Poisoning open-source data sets
Open-source components play a critical role in the AI supply chain. Only the largest enterprises have access to the vast amounts of data needed to train a model from scratch, so they have to rely heavily on open-source data sets like LAION 5B or Common Corpus. The sheer size of these data sets also means it’s extremely difficult to maintain data quality and compliance with copyright and privacy laws. By contrast, many mainstream generative AI models like ChatGPT are black boxes in that they use their own curated data sets. This comes with its own set of security challenges.
Verticalized and proprietary models may refine open-source foundation models with additional training using their own data sets. For example, a company developing a next-generation customer service chatbot might use its previous customer communications records to create a model tailored to their specific needs. Such data has long been a target for cyber criminals, but the meteoric rise of generative AI has made it all the more attractive to nefarious actors.
By targeting these data sets, cyber criminals can poison them with misinformation or malicious code and data. Then, once that compromised information enters the AI model training process, we start to see a ripple effect spanning the entire AI software lifecycle. It can take thousands of hours and a vast amount of computing power to train a large language model (LLM). It’s an enormously costly endeavor, both financially and environmentally. However, if the data sets used in the training have been compromised, chances are the whole process has to start from scratch.
Most AI software supply chain attacks take place through backdoor tampering methods like those mentioned above. However, that’s certainly not the only way, especially as cyberattacks targeting AI systems become increasingly widespread and sophisticated. Another method is the flood attack, where attackers send huge amounts of non-malicious information through an AI system in an attempt to cover up something else — such as a piece of malicious code.
We’re also seeing a rise in attacks against APIs, especially those lacking robust authentication procedures. APIs are essential for integrating AI into the myriad functions businesses now use it for, and while it’s often assumed that API security is on the solution vendor, in reality, it’s very much a shared responsibility.
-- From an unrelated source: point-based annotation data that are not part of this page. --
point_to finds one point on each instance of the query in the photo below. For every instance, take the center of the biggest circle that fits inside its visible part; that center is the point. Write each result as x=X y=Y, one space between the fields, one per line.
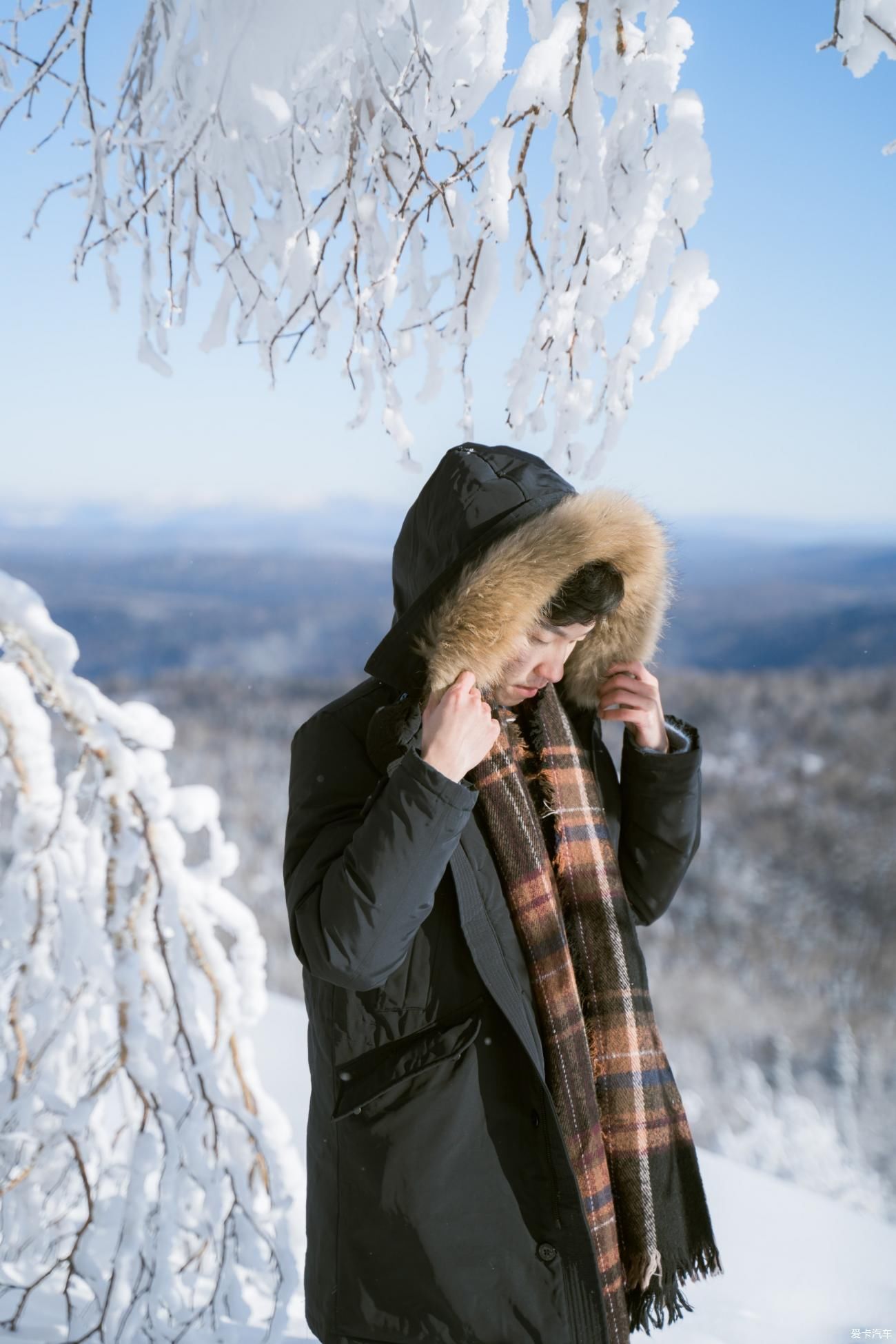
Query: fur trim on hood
x=499 y=597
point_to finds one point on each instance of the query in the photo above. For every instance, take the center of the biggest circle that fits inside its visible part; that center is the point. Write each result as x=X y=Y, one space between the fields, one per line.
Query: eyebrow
x=556 y=629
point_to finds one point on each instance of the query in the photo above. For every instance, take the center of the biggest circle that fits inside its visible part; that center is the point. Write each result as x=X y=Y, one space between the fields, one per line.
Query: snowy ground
x=798 y=1267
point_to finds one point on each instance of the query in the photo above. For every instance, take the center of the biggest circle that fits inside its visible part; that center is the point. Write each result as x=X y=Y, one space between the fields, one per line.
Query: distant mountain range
x=284 y=593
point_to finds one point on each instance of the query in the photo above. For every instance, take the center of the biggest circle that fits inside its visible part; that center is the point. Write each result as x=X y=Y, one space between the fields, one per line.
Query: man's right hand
x=458 y=727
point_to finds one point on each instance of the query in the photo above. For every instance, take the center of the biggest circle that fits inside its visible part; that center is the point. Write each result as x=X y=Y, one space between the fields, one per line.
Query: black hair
x=593 y=591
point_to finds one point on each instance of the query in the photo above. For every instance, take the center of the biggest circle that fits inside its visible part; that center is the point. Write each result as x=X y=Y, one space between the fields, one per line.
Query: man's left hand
x=637 y=694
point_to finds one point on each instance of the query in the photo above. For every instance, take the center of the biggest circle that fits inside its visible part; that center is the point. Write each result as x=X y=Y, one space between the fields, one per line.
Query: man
x=498 y=1151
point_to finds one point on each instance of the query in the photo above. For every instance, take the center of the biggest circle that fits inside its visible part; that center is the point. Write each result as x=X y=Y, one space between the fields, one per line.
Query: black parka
x=441 y=1205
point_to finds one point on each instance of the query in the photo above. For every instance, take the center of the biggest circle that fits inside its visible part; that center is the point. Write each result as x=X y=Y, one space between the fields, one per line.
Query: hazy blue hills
x=308 y=594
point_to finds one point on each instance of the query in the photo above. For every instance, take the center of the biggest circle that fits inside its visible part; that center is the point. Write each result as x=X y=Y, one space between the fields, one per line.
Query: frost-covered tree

Recent examples of AI API attacks include the ZenML compromise or the Nvidia AI Platform vulnerability. While both have been addressed by their respective vendors, more will follow as cyber criminals expand and diversify attacks against software supply chains.
Safeguarding your AI projects
None of this should be taken as a warning to stay away from AI. After all, you wouldn’t stop using email because of the risk of phishing scams. What these developments do mean is that AI is now the new frontier in cyber crime, and security must be hard-baked into everything you do when developing, deploying, using and maintaining AI-powered technologies — whether they’re your own or provided by a third-party vendor.
To do that, businesses need complete traceability for all components used in AI development. They also need full explainability and verification for every AI-generated output. You can’t do that without keeping humans in the loop and putting security at the forefront of your strategy. If, however, you view AI solely as a way to save time and cut costs by laying off workers, with little regard for the consequences, then it’s just a matter of time before disaster strikes.
AI-powered security solutions also play a critical role in countering the threats. They’re not a replacement for talented security analysts but a powerful augmentation that helps them do what they do best on a scale that would otherwise be impossible to achieve.